Do you think it’s feasible to expect legislation limiting AI, or at least requiring more transparency, to be discussed at a high level in the near future? As we’ve seen with Crypto and meme-stocks, it feels like any sort of control or legislation over novel tech is always incredibly lagging behind.

washingtonpost10 karma

From Nitasha Tiku:
Another great q! I think looking at generative AI to crypto and meme-stocks is not a bad comparison. When it comes to fast-moving and fast-changing novel technology, legislators have been slow to act because they’re afraid of being accused of inhibiting innovation and aren’t always sure they know the best way to intervene. In some instances, inaction on the federal level has prompted state regulators to step up.
Today’s Congressional hearing on AI oversight is probably a good harbinger of what’s to come. It seems like there was a lot of trust between the senators and OpenAI CEO Sam Altman to steward this technology. And historically if industry has a say in writing the laws, the public gets transparency in name only.

ktprry2 karma

How long did it take you to analyze such a large dataset? What did you use to analyze it?

washingtonpost6 karma

From Nitasha Tiku, Szu Yu Chen and Kevin Schaul:

The data analysis for this story took a few weeks — mostly for cleaning and categorization. Allen Institute researchers gave us all 15.7M domains in Google’s C4 dataset. We joined that with categorization data from analytics firm Similarweb.

We used R Markdown for cleaning and analysis, creating updateable web pages we could share with everyone involved. Similarweb’s categories were useful, but too niche for us. So we spent a lot of time recategorizing and redefining the groupings. We used the token count for each website — how many words or phrases — to measure it’s importance in the overall training data.
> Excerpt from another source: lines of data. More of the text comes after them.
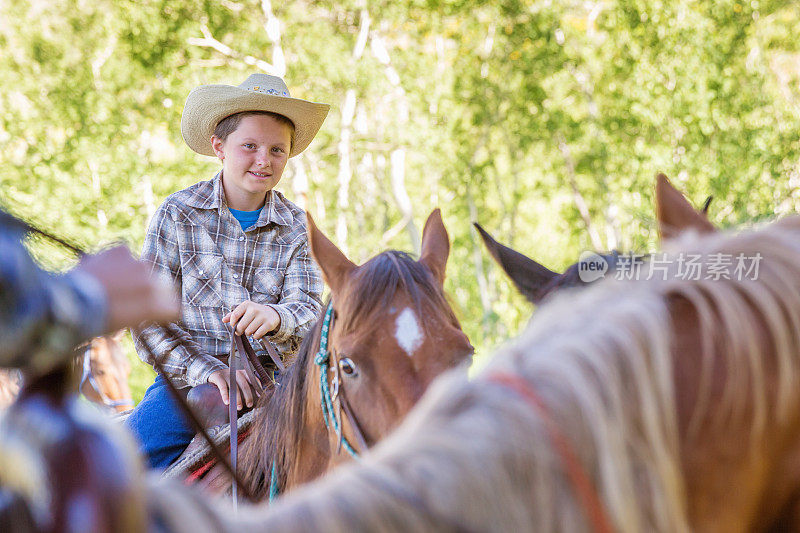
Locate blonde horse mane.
[152,217,800,532]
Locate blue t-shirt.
[228,207,261,230]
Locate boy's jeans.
[125,374,195,468]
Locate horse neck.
[284,358,335,491]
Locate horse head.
[241,209,473,497]
[308,209,473,454]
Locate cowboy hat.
[181,74,330,157]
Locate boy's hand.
[208,368,255,411]
[222,300,281,339]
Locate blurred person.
[0,211,180,376]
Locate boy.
[127,74,329,468]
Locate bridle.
[269,301,369,501]
[78,343,133,409]
[314,302,368,458]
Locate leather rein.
[228,330,286,508]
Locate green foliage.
[0,0,800,400]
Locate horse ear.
[473,222,558,304]
[656,174,717,241]
[306,211,356,294]
[419,208,450,284]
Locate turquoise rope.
[269,461,278,503]
[314,303,359,459]
[269,303,360,502]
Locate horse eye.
[339,357,358,377]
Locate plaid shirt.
[0,212,107,374]
[134,174,322,386]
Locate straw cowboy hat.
[181,74,331,157]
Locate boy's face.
[211,115,291,211]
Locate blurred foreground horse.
[151,210,800,533]
[0,330,133,412]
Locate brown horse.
[151,206,800,533]
[190,209,473,498]
[473,174,714,305]
[0,330,133,412]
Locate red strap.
[487,372,614,533]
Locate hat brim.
[181,85,330,157]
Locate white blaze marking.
[394,307,422,357]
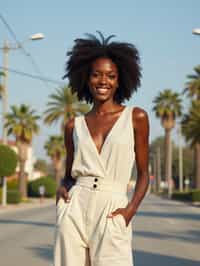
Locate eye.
[108,74,116,79]
[91,72,99,78]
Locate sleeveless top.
[71,106,135,189]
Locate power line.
[0,13,48,88]
[0,66,64,85]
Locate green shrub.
[192,189,200,201]
[0,145,18,177]
[0,188,21,204]
[7,190,21,204]
[0,187,2,203]
[7,179,19,190]
[172,191,192,201]
[28,176,56,198]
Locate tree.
[182,100,200,188]
[44,135,65,186]
[44,86,90,131]
[183,65,200,187]
[5,104,40,198]
[34,159,49,174]
[153,89,182,196]
[184,65,200,100]
[0,145,18,177]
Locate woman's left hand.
[107,207,135,226]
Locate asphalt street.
[0,195,200,266]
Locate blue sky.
[0,0,200,157]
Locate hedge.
[192,189,200,201]
[0,144,18,177]
[172,189,200,201]
[0,188,21,204]
[28,176,56,198]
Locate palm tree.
[44,86,90,131]
[182,100,200,188]
[153,89,182,196]
[44,135,65,186]
[183,65,200,187]
[5,104,40,198]
[184,65,200,100]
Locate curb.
[0,199,55,215]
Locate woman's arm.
[63,118,75,190]
[108,107,149,225]
[56,118,75,204]
[127,107,149,218]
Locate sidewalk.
[0,198,56,215]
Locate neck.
[92,98,120,114]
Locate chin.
[94,95,110,102]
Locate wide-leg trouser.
[54,182,133,266]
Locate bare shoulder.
[132,107,149,129]
[65,117,75,134]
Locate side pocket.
[56,186,75,225]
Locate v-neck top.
[71,106,135,186]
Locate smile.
[96,87,109,94]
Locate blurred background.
[0,0,200,266]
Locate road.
[0,195,200,266]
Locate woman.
[54,31,149,266]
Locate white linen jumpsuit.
[54,106,135,266]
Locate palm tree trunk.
[17,141,28,198]
[52,156,62,187]
[19,160,27,198]
[165,128,172,198]
[195,143,200,188]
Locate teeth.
[97,88,108,93]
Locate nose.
[99,75,107,84]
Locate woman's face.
[89,58,118,101]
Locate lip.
[96,87,109,94]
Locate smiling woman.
[54,34,149,266]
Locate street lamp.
[0,33,44,205]
[192,28,200,35]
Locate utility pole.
[168,138,173,199]
[2,40,10,206]
[156,146,161,192]
[178,124,183,191]
[0,33,44,206]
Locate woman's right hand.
[56,186,70,205]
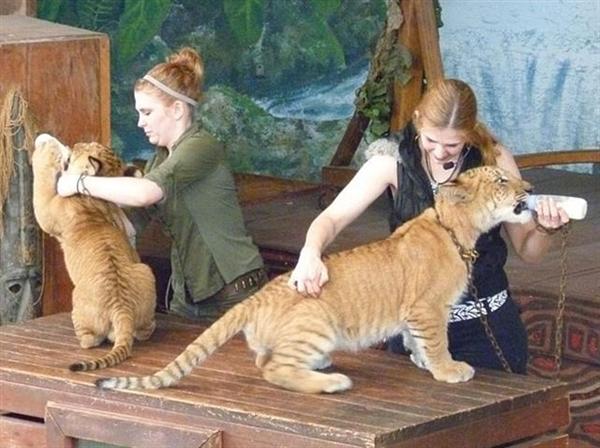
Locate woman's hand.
[56,173,79,197]
[535,195,569,233]
[288,247,329,297]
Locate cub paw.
[323,373,352,394]
[410,352,427,369]
[431,361,475,383]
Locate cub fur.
[32,134,156,371]
[96,167,531,393]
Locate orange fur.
[96,167,531,393]
[32,134,156,371]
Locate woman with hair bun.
[57,48,266,320]
[289,79,569,373]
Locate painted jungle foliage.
[38,0,396,179]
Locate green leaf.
[309,0,341,19]
[37,0,66,22]
[76,0,123,31]
[115,0,171,66]
[223,0,265,47]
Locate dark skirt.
[388,297,528,374]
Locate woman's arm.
[497,146,569,263]
[288,155,397,297]
[56,173,164,207]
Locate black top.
[390,123,508,302]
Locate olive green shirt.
[145,125,263,303]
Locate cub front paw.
[431,361,475,383]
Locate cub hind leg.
[71,286,110,348]
[263,321,352,393]
[407,309,475,383]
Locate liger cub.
[96,167,531,393]
[32,134,156,371]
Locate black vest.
[390,123,508,301]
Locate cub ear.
[437,183,473,204]
[88,156,102,176]
[123,165,144,177]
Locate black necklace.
[425,152,463,194]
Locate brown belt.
[215,268,267,298]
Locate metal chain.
[466,262,512,373]
[435,210,512,373]
[554,222,571,379]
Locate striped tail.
[69,342,133,372]
[96,299,255,389]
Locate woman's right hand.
[288,247,329,297]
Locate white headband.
[142,75,198,107]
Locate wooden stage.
[0,313,569,448]
[0,169,600,448]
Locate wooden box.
[0,15,110,314]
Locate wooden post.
[321,0,444,187]
[391,0,444,131]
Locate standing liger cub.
[32,134,156,371]
[96,167,531,393]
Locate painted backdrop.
[38,0,600,180]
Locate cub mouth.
[513,194,529,215]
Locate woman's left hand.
[535,195,569,232]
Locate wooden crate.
[0,15,110,314]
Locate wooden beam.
[515,149,600,168]
[390,0,423,132]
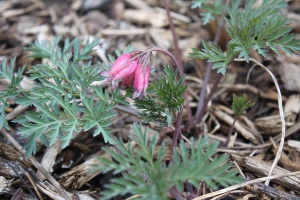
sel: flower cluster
[101,53,151,99]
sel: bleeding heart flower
[101,54,137,89]
[133,64,151,99]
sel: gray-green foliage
[135,65,187,126]
[94,124,242,200]
[191,0,227,25]
[0,37,127,156]
[190,0,300,74]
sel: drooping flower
[133,64,151,99]
[119,72,135,90]
[101,54,137,89]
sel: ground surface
[0,0,300,199]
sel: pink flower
[133,64,151,99]
[101,54,137,89]
[120,72,135,90]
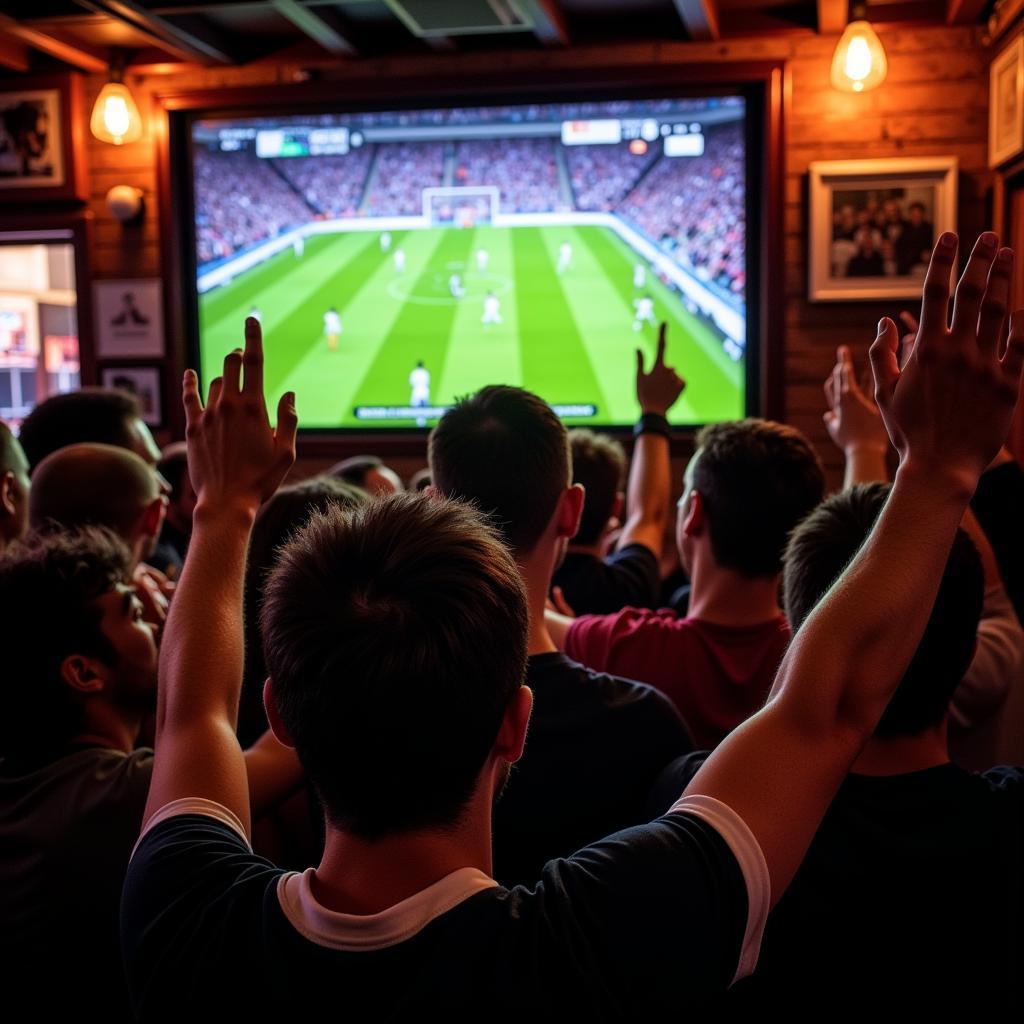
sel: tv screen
[191,95,748,430]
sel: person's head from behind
[676,419,824,580]
[29,444,167,567]
[0,421,31,552]
[569,427,626,546]
[18,387,160,473]
[239,475,370,741]
[0,527,157,764]
[428,384,584,571]
[328,455,403,496]
[157,441,196,536]
[783,483,985,737]
[261,494,530,839]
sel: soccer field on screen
[199,225,744,428]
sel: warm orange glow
[831,22,889,92]
[89,82,142,145]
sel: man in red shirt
[548,419,824,746]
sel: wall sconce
[89,55,142,145]
[831,11,889,92]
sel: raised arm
[144,317,297,830]
[618,324,686,557]
[686,233,1024,900]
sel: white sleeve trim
[131,797,253,857]
[669,794,771,984]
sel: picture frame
[808,157,958,302]
[100,366,164,429]
[0,74,88,206]
[988,36,1024,167]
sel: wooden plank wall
[79,27,991,482]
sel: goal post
[423,185,501,227]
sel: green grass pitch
[200,226,744,429]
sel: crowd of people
[0,218,1024,1021]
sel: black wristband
[633,413,672,440]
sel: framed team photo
[808,157,957,302]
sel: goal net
[423,185,501,227]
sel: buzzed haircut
[692,419,825,580]
[261,493,526,839]
[428,384,570,552]
[29,444,160,540]
[18,387,141,472]
[569,427,626,544]
[783,483,985,736]
[0,527,131,766]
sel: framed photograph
[808,157,957,302]
[988,36,1024,167]
[0,75,86,204]
[93,278,164,359]
[100,367,164,428]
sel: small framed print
[100,367,164,429]
[988,36,1024,167]
[808,157,957,302]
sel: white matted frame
[988,36,1024,167]
[808,157,958,302]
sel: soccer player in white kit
[324,306,341,352]
[480,292,502,324]
[556,242,572,273]
[633,295,657,331]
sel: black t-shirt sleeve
[121,813,284,1020]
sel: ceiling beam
[673,0,721,42]
[946,0,987,25]
[516,0,569,46]
[818,0,850,36]
[0,14,108,74]
[91,0,238,63]
[0,32,29,72]
[272,0,358,57]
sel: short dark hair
[569,427,626,544]
[693,419,825,579]
[0,526,131,764]
[783,483,985,736]
[262,493,526,839]
[18,387,141,470]
[428,384,570,551]
[239,475,370,746]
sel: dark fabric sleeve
[971,462,1024,623]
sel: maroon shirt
[565,608,790,748]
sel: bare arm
[143,317,297,829]
[618,324,686,557]
[687,234,1024,900]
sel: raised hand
[824,345,889,454]
[182,316,298,511]
[870,231,1024,494]
[637,323,686,416]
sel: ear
[60,654,110,693]
[555,483,587,538]
[0,469,17,516]
[263,676,295,750]
[683,490,706,537]
[494,686,534,765]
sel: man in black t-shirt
[122,234,1024,1020]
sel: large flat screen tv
[185,91,752,431]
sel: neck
[687,554,782,626]
[312,772,494,914]
[850,720,949,775]
[516,540,558,654]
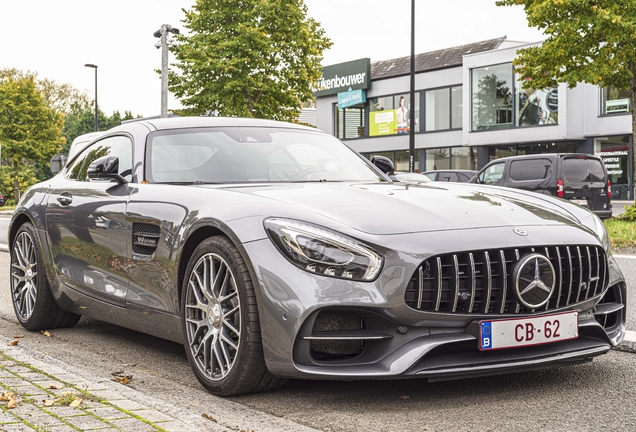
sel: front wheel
[11,223,80,331]
[181,236,282,396]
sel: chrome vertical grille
[404,245,607,314]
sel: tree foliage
[0,77,65,202]
[169,0,331,121]
[497,0,636,193]
[0,68,91,114]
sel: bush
[0,165,38,205]
[617,203,636,222]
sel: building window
[471,63,513,131]
[426,147,450,171]
[425,88,451,131]
[515,75,559,127]
[451,86,464,129]
[334,104,364,139]
[369,93,420,136]
[451,147,477,170]
[601,87,632,115]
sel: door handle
[57,192,73,205]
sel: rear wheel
[181,236,284,396]
[11,223,80,331]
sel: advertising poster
[369,110,397,136]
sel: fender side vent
[132,222,161,255]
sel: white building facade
[316,37,634,200]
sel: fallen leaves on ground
[111,371,132,385]
[0,392,18,409]
[201,413,217,422]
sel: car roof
[116,117,318,131]
[488,153,600,165]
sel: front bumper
[242,227,626,380]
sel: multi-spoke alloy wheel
[185,253,241,381]
[11,231,38,321]
[181,236,284,396]
[11,223,80,331]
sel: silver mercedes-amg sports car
[9,118,626,395]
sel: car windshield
[146,127,386,183]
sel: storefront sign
[600,151,629,176]
[314,58,371,96]
[369,110,397,136]
[338,88,367,109]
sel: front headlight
[263,218,382,282]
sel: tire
[10,223,80,331]
[181,236,282,396]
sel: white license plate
[570,200,587,207]
[479,311,579,351]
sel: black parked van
[472,153,612,219]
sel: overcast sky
[0,0,543,116]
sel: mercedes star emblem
[513,253,556,309]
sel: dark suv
[472,153,612,219]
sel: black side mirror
[49,153,68,175]
[371,156,395,175]
[87,156,128,184]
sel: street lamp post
[84,63,99,132]
[409,0,414,172]
[153,24,179,118]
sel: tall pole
[161,24,168,118]
[409,0,414,172]
[84,63,99,132]
[153,24,179,118]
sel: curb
[0,336,229,432]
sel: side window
[477,162,506,184]
[66,136,132,182]
[439,172,457,182]
[510,158,552,181]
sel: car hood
[222,183,580,235]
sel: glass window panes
[515,75,559,127]
[471,63,513,130]
[451,147,477,170]
[451,86,464,129]
[601,87,632,114]
[425,88,451,131]
[426,147,450,171]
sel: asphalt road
[0,218,636,432]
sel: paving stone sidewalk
[0,338,196,432]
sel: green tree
[497,0,636,199]
[0,77,64,202]
[169,0,331,121]
[0,68,91,114]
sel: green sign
[314,58,371,96]
[369,110,397,136]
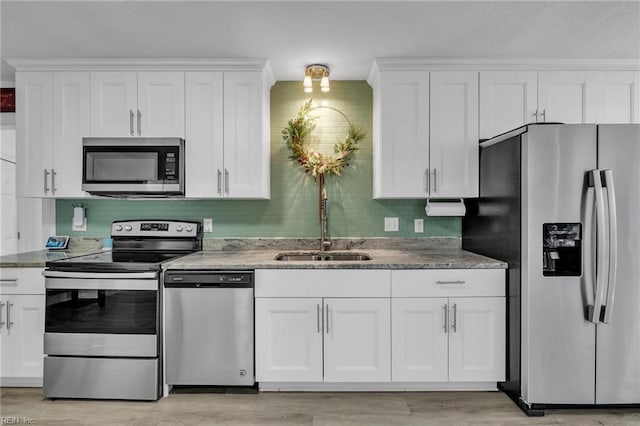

It turns out the internet has a lot of very bad content on it! Editors at The Post did not want us to publish all of the domain names uncensored. So we spent days combing through offensive domain names, including racial slurs, obscenities and pornographic content. We did our best to mask specific words from readers in our searchable database, but those sites are still used to train chat bots.

Here’s a little more background on the process: https://twitter.com/PostGraphics/status/1648784141813440513

bugoid2 karma

Do you know which LLMs (e.g., ChatGPT, Bard, Llama) use C4 as their training data?

Do you have any insights into whether how some of these AI teams might be filtering out some of the more problematic C4 data prior to training?

Have you been able to confirm the degree to which problematic C4 data is actually represented in the models (e.g., prompting the models to summarize that data)?

washingtonpost3 karma

From Nitasha Tiku:

We know that C4 was used to train Google’s influential T5 model, Facebook’s LLaMA, as well as the open source model Red Pajama. C4 is a very cleaned-up version of a scrape of the internet from the non-profit CommonCrawl taken in 2019. OpenAI’s model GPT-3 used a training dataset that began with 41 scrapes of the web from CommonCrawl from 2016 to 2019 so I think it’s safe to say that something akin to C4 was part of GPT-3. (The researchers who originally looked into C4 argue that these issues are common to all web-scraped datasets.)

When we reached out to OpenAI and Google for comment, both companies emphasized that they undergo extensive efforts to weed out potentially problematic data from their training sets. But within the industry, C4 is known as being a heavily filtered dataset and has been criticized, in fact, for eliminating content related to LGBTQ+ identities because of its reliance on a heavy-handed blocklist. (https://github.com/LDNOOBW/List-of-Dirty-Naughty-Obscene-and-Otherwise-Bad-Words )

We are working on some reporting to try to address your last and very crucial question, but it’s an open area of research and one that even AI developers are struggling to answer.